October 26, 2006--McOscopies

I don’t know about you but I need a break. I’ve had it with staying-the-course no longer being operative; political ads featuring Playboy Bunnies; gay marriages in New Jersey of all places; Mark Foley and Father Mercieca; Kurt Cobain making $50 million last year even though he’s dead (Einstein, by the way, earned $20 million); Barry Diller pulling down $295 million even though he’s still alive (from, can you believe it, QVC!); and now, I suppose inevitably, Madonna and Oprah.

There’s just so much that I can handle in a day. So I was relieved to stumble on some good news—I learned that the next time I need my Botox, rather than having to wait for an appointment with my dermatologist and then having to sit in his waiting room along with a bunch of adolescents with acne, I can head off to the nearest mall and get my wrinkles filled in at Klingers Advanced Aesthetics. (See NY Times article linked below.)

Considering that the “cosmetic medical procedures” industry now takes in $12 billion a year, I suppose it is surprising that it has taken this long for McDermatology to appear.

They’ve got this Botox business down to such a science that even nurse practitioners can zap it into your lips. So why not mall it?
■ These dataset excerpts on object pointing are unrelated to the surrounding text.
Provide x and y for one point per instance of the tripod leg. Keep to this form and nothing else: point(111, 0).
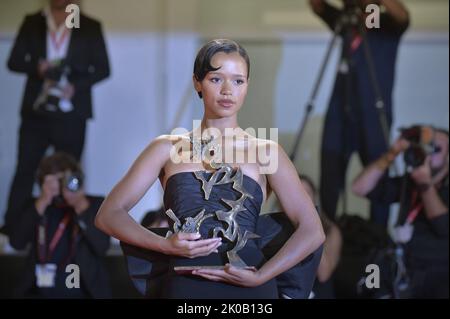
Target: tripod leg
point(311, 101)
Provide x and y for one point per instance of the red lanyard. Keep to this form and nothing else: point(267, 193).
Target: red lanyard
point(57, 43)
point(417, 207)
point(356, 40)
point(44, 254)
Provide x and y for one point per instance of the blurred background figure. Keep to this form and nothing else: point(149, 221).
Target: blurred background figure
point(324, 285)
point(422, 227)
point(352, 122)
point(62, 64)
point(59, 225)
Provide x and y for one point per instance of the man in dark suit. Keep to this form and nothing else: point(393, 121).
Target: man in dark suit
point(352, 120)
point(43, 48)
point(59, 225)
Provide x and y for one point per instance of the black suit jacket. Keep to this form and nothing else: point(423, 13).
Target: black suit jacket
point(89, 255)
point(86, 56)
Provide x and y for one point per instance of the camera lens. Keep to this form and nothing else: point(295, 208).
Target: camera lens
point(73, 183)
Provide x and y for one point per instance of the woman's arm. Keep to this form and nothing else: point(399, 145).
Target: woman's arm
point(307, 237)
point(113, 217)
point(297, 205)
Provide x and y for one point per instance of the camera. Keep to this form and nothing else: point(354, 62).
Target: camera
point(422, 144)
point(70, 181)
point(51, 100)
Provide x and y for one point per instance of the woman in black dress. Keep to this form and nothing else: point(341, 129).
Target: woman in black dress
point(215, 180)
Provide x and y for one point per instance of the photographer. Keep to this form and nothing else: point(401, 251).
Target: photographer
point(422, 225)
point(59, 224)
point(62, 65)
point(352, 120)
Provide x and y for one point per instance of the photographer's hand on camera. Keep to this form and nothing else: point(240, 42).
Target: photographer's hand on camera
point(50, 188)
point(369, 177)
point(399, 146)
point(43, 66)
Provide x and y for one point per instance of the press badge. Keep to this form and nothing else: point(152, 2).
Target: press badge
point(45, 275)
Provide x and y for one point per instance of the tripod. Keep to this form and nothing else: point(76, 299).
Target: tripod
point(349, 19)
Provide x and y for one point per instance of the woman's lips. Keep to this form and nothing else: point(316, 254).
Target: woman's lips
point(226, 103)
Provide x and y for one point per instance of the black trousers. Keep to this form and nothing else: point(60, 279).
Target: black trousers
point(36, 134)
point(351, 125)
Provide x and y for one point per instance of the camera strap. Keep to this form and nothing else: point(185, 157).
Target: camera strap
point(45, 254)
point(417, 207)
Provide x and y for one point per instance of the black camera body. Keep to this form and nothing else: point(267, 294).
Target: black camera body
point(50, 100)
point(72, 181)
point(422, 144)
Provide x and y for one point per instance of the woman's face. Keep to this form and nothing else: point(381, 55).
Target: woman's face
point(224, 90)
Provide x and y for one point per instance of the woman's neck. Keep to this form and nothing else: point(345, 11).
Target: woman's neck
point(222, 125)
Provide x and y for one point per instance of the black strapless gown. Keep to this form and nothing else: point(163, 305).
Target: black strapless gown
point(184, 195)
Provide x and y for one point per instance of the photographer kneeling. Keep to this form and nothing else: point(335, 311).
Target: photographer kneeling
point(422, 226)
point(59, 224)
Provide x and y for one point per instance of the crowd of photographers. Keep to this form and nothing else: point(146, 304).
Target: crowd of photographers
point(58, 226)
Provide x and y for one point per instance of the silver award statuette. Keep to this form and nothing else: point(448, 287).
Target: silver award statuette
point(231, 231)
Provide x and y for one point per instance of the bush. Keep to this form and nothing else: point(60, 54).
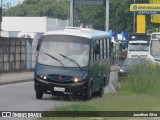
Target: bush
point(143, 79)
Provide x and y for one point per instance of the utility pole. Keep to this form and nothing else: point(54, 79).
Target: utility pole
point(107, 15)
point(134, 19)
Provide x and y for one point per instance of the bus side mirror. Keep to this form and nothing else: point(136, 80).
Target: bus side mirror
point(39, 43)
point(96, 48)
point(148, 43)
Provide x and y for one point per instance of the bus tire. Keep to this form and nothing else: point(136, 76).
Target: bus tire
point(88, 96)
point(39, 94)
point(101, 90)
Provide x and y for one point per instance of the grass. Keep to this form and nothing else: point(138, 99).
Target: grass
point(139, 92)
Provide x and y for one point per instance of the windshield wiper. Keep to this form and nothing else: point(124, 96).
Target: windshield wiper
point(55, 59)
point(71, 60)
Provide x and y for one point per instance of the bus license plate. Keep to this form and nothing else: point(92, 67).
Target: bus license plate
point(59, 89)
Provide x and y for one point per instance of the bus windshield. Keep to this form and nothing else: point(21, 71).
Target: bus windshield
point(64, 51)
point(138, 47)
point(155, 48)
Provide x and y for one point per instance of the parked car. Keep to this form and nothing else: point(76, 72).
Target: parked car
point(130, 63)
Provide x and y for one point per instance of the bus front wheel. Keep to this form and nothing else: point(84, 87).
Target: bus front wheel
point(88, 96)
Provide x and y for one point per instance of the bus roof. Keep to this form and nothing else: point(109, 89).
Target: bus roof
point(81, 32)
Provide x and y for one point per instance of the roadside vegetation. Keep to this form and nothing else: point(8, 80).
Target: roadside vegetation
point(138, 91)
point(121, 19)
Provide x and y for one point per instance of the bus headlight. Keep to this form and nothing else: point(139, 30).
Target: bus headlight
point(41, 76)
point(76, 79)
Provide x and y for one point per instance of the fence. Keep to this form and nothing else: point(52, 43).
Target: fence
point(15, 54)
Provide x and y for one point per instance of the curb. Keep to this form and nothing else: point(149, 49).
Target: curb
point(14, 82)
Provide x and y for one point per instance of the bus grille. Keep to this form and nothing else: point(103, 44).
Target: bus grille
point(60, 78)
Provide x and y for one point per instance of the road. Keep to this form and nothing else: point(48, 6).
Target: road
point(21, 97)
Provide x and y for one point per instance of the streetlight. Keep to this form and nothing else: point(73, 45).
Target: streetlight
point(71, 12)
point(1, 1)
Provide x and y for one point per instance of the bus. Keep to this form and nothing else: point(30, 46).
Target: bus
point(74, 62)
point(155, 47)
point(138, 45)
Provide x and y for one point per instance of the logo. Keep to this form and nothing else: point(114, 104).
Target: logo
point(135, 7)
point(6, 114)
point(60, 77)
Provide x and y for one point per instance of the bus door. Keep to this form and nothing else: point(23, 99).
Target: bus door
point(95, 70)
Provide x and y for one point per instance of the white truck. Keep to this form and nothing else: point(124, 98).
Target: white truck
point(154, 48)
point(138, 45)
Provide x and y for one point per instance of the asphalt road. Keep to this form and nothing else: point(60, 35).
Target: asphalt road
point(21, 97)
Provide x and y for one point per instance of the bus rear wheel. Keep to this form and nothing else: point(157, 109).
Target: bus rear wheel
point(39, 94)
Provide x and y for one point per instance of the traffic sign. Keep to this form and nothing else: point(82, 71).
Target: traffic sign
point(145, 8)
point(89, 2)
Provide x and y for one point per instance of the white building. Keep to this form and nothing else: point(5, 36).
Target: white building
point(19, 2)
point(32, 24)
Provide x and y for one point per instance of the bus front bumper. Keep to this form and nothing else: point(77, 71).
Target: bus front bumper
point(60, 88)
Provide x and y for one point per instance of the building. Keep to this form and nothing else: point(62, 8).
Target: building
point(31, 28)
point(19, 2)
point(32, 24)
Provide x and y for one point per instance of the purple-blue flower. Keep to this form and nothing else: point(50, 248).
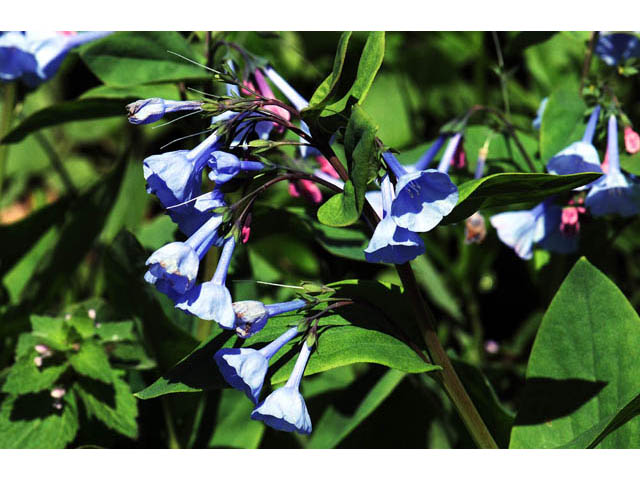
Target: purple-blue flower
point(579, 157)
point(224, 166)
point(245, 368)
point(176, 177)
point(36, 56)
point(177, 263)
point(211, 300)
point(252, 315)
point(522, 229)
point(151, 110)
point(616, 48)
point(423, 198)
point(389, 242)
point(285, 409)
point(613, 193)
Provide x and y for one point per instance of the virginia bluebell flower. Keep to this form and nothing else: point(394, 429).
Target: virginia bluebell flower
point(537, 122)
point(245, 368)
point(177, 263)
point(389, 242)
point(616, 48)
point(224, 166)
point(579, 157)
point(151, 110)
point(613, 193)
point(447, 157)
point(211, 300)
point(285, 409)
point(252, 316)
point(522, 229)
point(176, 177)
point(36, 56)
point(423, 198)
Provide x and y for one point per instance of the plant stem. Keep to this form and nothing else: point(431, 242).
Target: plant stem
point(8, 107)
point(586, 66)
point(426, 323)
point(503, 77)
point(56, 163)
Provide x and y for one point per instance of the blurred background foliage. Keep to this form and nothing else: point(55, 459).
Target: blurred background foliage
point(76, 226)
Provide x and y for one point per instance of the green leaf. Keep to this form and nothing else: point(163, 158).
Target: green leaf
point(592, 437)
point(113, 404)
point(361, 151)
point(340, 210)
point(131, 58)
point(326, 90)
point(71, 111)
point(562, 122)
point(25, 377)
point(333, 427)
point(31, 421)
point(368, 331)
point(18, 238)
point(503, 189)
point(234, 427)
point(92, 361)
point(583, 368)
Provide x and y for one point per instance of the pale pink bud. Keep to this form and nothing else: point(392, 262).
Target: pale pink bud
point(631, 140)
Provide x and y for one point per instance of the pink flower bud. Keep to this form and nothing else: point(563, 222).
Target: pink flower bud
point(631, 140)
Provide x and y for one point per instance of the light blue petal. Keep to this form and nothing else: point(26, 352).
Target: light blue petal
point(284, 410)
point(244, 369)
point(393, 244)
point(423, 199)
point(209, 301)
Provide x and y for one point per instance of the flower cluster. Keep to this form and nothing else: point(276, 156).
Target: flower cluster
point(556, 227)
point(35, 57)
point(207, 221)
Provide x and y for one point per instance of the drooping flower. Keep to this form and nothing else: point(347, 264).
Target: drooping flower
point(631, 140)
point(176, 178)
point(613, 193)
point(579, 157)
point(175, 265)
point(36, 56)
point(245, 368)
point(616, 48)
point(285, 408)
point(389, 242)
point(252, 316)
point(537, 122)
point(212, 300)
point(151, 110)
point(224, 166)
point(522, 229)
point(423, 198)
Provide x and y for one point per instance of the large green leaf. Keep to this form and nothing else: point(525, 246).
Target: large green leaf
point(562, 122)
point(340, 210)
point(71, 111)
point(368, 331)
point(583, 370)
point(333, 426)
point(361, 152)
point(502, 189)
point(131, 58)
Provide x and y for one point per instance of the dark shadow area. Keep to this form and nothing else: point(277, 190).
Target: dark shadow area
point(199, 370)
point(545, 399)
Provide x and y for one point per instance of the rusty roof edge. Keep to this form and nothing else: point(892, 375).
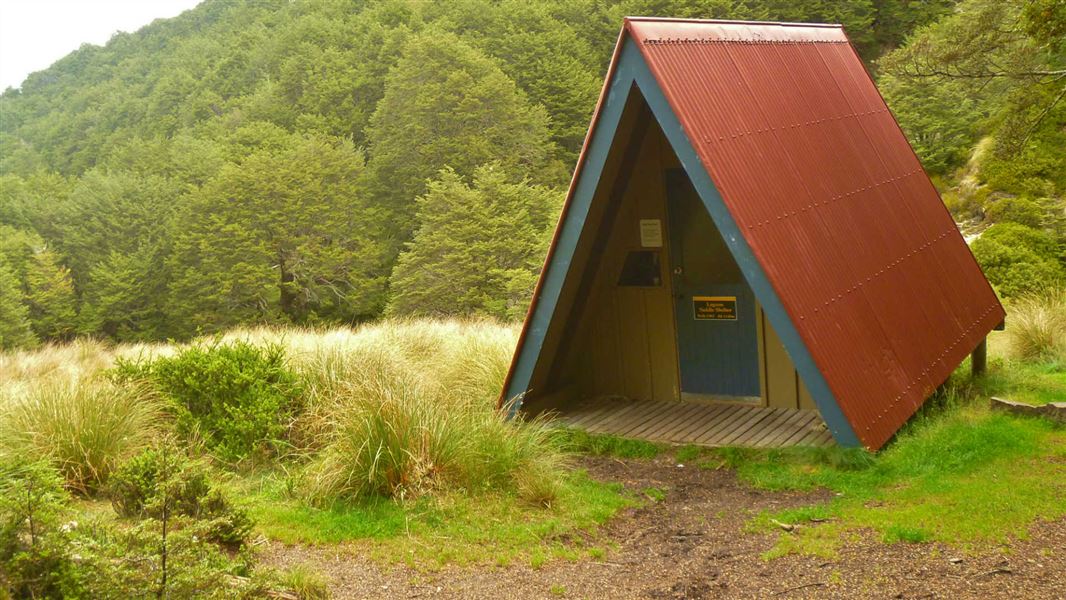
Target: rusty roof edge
point(731, 21)
point(559, 225)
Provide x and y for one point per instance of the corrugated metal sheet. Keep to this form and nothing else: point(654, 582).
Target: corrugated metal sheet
point(834, 204)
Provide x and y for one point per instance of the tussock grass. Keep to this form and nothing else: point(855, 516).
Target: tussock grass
point(397, 408)
point(1036, 327)
point(86, 427)
point(404, 408)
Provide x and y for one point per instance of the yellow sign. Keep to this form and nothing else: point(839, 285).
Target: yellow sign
point(714, 308)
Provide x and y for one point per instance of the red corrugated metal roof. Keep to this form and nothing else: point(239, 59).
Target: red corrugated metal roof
point(833, 201)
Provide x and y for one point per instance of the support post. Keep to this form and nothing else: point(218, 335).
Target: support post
point(979, 358)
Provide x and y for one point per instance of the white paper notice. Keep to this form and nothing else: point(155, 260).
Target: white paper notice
point(651, 233)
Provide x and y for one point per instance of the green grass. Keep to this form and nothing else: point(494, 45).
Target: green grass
point(606, 444)
point(958, 473)
point(489, 528)
point(1035, 384)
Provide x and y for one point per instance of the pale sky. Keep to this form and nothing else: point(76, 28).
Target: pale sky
point(36, 33)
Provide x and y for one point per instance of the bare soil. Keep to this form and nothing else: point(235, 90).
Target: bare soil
point(694, 545)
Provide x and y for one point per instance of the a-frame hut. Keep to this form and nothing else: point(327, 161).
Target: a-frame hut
point(749, 248)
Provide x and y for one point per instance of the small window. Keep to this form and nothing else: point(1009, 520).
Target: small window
point(641, 270)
No matter that Botox is a toxic bacteria that paralyses muscles (ironing out wrinkles in the process when it works as advertised) and thus not infrequently leads to serious complications. And I don’t just mean that you wind up in the parking lot looking like Joan Rivers.

If you think Klingers is an amateur operation, which along with Botox treatments also serves cappuccinos, think again. Their operation in the Chevy Chase Mall pays a fee to Johns Hopkins Medicine which for the money offers consulting services for their “aesthetic medicine protocols.” The Texas Southwestern Medical Center provides similar assistance at the Klingers store in the posh NorthPark Mall in Dallas, saying that since “we are in an era of medicine where we have to go where the customers are,” we should do it right and, of course, make a few bucks in the process.

That seems to make sense for medical customers but what about us poor patients? Wouldn’t it be great if we could pop off to the Kings Plaza Mall and do some shopping, get a colonoscopy, and after that grab a bagel and take in a movie?